Les discussions à Bruxelles sur la réforme de la Pac ne sont pas achevées, qu’à Paris, le ministère de l’Agriculture a avancé ses premières hypothèses de travail auprès des professionnels. Des hypothèses qui inquiètent les producteurs comme en témoignent les feux de détresse allumés début mars ou le nombre de manifestants qui ont répondu à l’appel de la FRSEA et de JA Auvergne-Rhône-Alpes pour venir manifester à Clermont-Ferrand (Puy-de-Dôme) et Lyon (Rhône) le 25 mars dernier (lire page 17). Rien n’est encore décidé, les négociations avec l’administration française ne font que commencer, mais face à un calendrier qui s’annonce serré, la pression monte. Chacun est prêt à montrer ses muscles pour peser de tout son poids et défendre son revenu. Car au final, c’est bien le revenu des agricultrices et agriculteurs français, et leur avenir qui sont dans la balance.

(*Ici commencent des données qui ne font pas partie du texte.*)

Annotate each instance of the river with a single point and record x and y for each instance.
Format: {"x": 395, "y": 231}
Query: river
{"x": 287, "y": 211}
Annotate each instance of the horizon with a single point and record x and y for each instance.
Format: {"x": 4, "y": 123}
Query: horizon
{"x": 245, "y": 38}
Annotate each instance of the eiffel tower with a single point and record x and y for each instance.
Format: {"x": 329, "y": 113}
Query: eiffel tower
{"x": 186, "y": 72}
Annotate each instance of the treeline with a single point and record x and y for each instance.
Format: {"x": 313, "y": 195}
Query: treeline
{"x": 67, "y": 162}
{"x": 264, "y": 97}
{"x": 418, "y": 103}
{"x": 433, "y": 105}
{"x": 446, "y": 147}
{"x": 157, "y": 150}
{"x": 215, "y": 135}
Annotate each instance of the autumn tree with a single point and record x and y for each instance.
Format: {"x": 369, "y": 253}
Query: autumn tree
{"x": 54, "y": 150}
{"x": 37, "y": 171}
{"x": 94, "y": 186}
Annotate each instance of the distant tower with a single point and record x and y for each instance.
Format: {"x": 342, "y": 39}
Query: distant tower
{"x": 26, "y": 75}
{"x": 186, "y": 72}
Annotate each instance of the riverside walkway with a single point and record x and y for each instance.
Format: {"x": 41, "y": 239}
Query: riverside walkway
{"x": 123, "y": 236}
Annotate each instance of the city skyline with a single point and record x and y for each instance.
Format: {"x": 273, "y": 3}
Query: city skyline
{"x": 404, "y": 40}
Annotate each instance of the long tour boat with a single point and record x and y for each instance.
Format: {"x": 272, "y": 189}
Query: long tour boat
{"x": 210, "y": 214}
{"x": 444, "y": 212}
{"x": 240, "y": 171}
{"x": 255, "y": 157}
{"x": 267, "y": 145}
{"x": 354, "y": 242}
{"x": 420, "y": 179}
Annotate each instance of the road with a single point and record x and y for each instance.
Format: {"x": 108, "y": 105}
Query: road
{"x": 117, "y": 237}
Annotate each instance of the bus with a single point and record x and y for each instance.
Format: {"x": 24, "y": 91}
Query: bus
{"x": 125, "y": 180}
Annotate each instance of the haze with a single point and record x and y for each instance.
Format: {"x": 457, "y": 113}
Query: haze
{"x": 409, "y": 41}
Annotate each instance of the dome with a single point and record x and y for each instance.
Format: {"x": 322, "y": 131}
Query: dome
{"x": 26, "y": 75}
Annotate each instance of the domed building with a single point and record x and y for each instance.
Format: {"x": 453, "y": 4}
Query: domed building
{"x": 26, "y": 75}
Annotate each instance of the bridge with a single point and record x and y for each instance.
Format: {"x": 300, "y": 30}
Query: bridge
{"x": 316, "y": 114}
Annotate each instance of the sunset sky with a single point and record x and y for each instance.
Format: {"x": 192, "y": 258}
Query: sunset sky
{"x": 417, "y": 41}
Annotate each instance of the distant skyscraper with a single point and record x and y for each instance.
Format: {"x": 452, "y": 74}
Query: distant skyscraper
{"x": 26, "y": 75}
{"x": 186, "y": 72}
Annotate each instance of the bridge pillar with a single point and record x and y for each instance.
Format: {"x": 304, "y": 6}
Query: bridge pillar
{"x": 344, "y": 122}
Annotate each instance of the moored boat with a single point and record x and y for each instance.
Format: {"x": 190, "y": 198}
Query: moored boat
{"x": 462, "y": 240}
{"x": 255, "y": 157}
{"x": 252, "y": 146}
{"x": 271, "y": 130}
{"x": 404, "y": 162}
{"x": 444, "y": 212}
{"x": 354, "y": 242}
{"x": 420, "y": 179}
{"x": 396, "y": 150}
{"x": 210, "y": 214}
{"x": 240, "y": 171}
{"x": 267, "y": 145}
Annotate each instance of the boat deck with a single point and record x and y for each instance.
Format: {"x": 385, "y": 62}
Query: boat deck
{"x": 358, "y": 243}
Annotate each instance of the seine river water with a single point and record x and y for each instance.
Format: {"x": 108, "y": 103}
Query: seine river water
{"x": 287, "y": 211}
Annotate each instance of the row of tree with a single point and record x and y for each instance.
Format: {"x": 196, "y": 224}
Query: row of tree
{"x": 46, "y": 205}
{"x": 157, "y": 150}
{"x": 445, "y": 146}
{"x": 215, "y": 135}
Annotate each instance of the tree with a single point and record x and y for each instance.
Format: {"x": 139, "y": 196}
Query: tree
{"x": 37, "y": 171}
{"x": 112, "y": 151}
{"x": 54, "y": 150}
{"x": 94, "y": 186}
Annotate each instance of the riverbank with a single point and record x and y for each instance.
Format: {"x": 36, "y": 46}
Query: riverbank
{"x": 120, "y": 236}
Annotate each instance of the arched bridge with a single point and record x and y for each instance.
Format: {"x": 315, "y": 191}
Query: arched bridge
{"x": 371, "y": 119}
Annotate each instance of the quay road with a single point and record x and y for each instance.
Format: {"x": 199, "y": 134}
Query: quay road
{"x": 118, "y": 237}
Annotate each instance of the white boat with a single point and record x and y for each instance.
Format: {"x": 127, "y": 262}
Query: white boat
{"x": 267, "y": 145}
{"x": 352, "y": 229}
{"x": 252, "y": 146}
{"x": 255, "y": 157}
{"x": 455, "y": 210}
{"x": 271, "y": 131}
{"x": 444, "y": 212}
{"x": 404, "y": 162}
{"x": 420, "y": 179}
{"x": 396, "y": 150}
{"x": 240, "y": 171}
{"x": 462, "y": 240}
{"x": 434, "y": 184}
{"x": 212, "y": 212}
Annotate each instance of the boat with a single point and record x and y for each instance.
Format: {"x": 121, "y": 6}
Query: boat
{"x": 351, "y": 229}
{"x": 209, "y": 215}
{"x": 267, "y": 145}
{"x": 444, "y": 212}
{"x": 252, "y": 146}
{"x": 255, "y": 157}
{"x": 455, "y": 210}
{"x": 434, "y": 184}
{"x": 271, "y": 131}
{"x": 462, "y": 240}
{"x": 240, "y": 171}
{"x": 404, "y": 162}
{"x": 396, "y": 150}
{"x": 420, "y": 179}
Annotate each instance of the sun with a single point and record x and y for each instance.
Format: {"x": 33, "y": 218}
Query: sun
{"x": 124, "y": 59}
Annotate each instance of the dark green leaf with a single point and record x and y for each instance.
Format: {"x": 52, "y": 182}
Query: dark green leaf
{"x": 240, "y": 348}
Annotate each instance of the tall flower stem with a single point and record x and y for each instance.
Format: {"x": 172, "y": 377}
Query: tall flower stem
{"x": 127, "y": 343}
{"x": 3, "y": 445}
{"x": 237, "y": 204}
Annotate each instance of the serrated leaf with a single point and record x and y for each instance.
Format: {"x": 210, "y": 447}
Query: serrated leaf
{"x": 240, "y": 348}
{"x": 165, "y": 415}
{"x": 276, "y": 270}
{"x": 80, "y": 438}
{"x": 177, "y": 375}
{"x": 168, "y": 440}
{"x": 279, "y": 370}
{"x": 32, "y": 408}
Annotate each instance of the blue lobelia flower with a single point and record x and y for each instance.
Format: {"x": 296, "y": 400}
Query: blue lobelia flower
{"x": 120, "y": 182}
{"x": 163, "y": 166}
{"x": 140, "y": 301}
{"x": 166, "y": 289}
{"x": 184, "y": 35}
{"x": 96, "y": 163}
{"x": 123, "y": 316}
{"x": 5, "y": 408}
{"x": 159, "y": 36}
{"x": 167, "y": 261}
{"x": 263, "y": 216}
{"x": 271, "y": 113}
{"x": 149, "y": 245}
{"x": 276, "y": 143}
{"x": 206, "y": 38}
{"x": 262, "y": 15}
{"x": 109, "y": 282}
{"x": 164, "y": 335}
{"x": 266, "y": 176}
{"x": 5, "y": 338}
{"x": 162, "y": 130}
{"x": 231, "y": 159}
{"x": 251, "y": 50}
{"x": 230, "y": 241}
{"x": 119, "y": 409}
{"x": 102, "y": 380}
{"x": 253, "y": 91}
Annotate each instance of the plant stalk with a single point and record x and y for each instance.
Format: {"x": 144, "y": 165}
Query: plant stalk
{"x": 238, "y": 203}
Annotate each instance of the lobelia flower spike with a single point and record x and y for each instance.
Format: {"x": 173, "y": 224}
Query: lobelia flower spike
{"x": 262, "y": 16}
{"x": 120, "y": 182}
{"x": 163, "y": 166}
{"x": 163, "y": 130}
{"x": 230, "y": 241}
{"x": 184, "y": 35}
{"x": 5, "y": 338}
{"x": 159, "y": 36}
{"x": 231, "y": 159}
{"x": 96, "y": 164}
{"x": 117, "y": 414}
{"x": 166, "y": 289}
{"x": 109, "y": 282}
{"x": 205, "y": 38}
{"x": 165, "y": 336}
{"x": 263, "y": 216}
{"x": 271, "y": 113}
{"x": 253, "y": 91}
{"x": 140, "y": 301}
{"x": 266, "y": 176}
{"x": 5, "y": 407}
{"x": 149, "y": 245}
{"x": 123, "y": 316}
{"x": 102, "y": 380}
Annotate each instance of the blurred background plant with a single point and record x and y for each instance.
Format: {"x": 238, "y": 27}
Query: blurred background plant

Aides couplées, DPB, paiement redistributif…, les sujets d’arbitrage, et donc de tension, ne manquent pas. Pourquoi ? Parce que tout est prévu à budget constant. Ce que Julien Denormandie décidera de donner d’un côté, il le prendra de l’autre, par exemple s’il double l’enveloppe dédiée à la production de protéines végétales, comme ses services le proposent. Le raisonnement est identique si le ministre souhaite augmenter le paiement redistributif, la convergence, sans oublier le pourcentage du premier pilier qui sera affecté à l’écorégime et qui est encore en cours de discussion entre la Commission européenne, le parlement et le conseil.

Difficile dans ces conditions de savoir à quoi ressemblera exactement la prochaine Pac. Ce qui, en revanche, paraît évident, c’est qu’elle sera plus verte. Le gouvernement français devrait tout à fait se satisfaire des ambitions que la Commission européenne nourrit à ce sujet. Depuis le début du quinquennat, il ne cesse de dire que l’agriculture française n’est pas assez sobre en intrants, et en particulier en produits phytosanitaires… même si face à la réalité du terrain, il a dû « reculer » sur le glyphosate ou accorder une dérogation pour les néonicotinoïdes. Et avec la loi climat, ce sont les engrais azotés qui sont de retour sur la sellette.

Bref, Julien Denormandie est face à un dossier compliqué où il ne faut pas perdre l’équilibre. De cette réforme de la Pac, dépend l’avenir des agricultrices et agriculteurs qui nourrissent le pays, font vivre ses campagnes et entretiennent ses paysages. À une époque où la qualité des produits agricoles français et la souveraineté alimentaire sont, paraît-il, une priorité gouvernementale, le ministre a une belle occasion de le montrer !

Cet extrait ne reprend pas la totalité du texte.